Johannes Kinder. Model checking malicious code. Master's thesis, Technische Universität München, 2005.

Abstract:

Recent years have seen a dramatic increase of security incidents on the Internet related to e-mail worms. These particular pieces of malicious code are often developed by mischievous teenagers and are not very skillfully engineered, but still spread globally in a matter of minutes and cause a large amount of economic damage.

Conventional anti-virus products nowadays still rely on static pattern matching. They do not detect a new worm variant as long as the binary representation is sufficiently different, even if the functionality of the worm has not significantly changed. As a result, e-mail worms remain undetected during the phase of their initial outbreak, successfully reaching hundreds of thousands of mailboxes.
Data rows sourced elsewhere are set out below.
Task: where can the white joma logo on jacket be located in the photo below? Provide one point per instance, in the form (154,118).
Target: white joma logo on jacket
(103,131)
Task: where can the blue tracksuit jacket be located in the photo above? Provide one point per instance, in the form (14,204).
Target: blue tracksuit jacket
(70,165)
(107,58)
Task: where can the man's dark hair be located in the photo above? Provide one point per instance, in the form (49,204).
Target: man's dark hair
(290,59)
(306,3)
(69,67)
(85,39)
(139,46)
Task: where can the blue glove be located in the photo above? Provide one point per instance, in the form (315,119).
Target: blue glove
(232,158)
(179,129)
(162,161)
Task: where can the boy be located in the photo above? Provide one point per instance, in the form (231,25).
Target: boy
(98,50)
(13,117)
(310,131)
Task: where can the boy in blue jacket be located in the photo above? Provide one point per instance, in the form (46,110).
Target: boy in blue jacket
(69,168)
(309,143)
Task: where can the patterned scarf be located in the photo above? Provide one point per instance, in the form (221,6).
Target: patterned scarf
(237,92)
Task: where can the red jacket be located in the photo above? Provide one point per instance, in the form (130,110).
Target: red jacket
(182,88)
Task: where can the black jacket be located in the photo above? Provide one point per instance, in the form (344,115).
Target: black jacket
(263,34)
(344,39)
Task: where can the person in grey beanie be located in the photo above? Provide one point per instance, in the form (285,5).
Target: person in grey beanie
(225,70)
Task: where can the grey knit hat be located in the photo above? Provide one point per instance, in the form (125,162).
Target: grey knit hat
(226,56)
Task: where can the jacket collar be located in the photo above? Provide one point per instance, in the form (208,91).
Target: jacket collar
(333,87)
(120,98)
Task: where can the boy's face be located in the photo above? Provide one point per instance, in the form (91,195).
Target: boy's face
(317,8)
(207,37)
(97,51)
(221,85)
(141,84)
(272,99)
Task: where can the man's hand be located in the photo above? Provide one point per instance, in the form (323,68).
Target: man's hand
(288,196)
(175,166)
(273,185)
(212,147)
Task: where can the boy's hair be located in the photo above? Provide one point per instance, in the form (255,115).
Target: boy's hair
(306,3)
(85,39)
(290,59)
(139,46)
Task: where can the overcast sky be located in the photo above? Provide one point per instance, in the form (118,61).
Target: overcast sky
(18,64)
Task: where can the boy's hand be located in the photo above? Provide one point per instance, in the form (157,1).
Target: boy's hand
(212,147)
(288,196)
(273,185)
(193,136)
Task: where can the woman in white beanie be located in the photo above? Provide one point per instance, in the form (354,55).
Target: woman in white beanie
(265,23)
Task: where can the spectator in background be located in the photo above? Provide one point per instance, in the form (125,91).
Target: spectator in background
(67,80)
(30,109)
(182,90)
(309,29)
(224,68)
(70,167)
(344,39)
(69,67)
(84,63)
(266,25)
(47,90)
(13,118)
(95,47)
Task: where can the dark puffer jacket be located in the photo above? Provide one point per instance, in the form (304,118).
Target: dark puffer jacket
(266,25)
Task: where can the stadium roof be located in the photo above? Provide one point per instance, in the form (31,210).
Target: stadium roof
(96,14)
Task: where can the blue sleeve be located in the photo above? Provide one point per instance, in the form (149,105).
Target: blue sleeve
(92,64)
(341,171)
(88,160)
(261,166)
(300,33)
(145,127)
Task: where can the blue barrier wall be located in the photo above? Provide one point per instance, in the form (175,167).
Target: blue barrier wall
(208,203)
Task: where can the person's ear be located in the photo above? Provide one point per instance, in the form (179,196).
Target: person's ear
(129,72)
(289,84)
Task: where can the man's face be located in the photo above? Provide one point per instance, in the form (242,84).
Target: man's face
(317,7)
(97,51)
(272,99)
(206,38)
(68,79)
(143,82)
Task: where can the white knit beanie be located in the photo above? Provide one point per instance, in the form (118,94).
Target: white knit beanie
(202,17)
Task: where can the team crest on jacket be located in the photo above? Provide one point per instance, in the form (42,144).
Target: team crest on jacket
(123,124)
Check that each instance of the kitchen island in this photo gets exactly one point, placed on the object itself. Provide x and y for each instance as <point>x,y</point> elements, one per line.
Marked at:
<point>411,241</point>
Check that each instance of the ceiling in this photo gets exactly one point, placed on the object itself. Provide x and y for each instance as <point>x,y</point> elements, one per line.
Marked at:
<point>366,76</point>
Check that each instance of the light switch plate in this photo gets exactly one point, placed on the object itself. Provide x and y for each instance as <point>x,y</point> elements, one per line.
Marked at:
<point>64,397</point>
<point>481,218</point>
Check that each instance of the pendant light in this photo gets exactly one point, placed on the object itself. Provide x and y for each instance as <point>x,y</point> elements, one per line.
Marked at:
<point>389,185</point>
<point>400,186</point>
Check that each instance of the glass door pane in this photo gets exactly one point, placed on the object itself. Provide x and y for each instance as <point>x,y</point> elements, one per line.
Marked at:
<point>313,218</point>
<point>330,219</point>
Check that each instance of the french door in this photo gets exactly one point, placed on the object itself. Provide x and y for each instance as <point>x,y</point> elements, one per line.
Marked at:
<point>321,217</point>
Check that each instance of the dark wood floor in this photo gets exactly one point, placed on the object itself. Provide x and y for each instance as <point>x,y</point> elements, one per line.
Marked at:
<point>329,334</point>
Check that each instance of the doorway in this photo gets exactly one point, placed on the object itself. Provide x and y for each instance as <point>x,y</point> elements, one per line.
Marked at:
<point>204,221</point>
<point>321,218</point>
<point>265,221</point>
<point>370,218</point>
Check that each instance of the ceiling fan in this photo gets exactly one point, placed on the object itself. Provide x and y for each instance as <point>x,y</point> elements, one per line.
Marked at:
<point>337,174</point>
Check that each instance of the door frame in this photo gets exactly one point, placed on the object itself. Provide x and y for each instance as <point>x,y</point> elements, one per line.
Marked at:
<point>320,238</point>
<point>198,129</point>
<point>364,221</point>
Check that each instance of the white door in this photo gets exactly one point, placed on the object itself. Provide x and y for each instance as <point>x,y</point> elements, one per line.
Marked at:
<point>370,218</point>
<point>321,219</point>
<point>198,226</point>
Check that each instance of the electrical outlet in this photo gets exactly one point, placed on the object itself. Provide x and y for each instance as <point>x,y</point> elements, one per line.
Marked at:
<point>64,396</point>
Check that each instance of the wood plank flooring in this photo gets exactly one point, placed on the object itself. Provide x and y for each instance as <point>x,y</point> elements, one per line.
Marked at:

In this thesis, a novel contribution to the field of semantic malware detection is presented. This approach employs model checking, a well proven formal verification method, to find behavioral patterns inside an executable. In particular, the new temporal specification logic CTPL is introduced, which allows a succinct representation of program behavior on assembler level. A specialized model checking algorithm for CTPL allows efficient validation of disassembled executables against malicious code specifications.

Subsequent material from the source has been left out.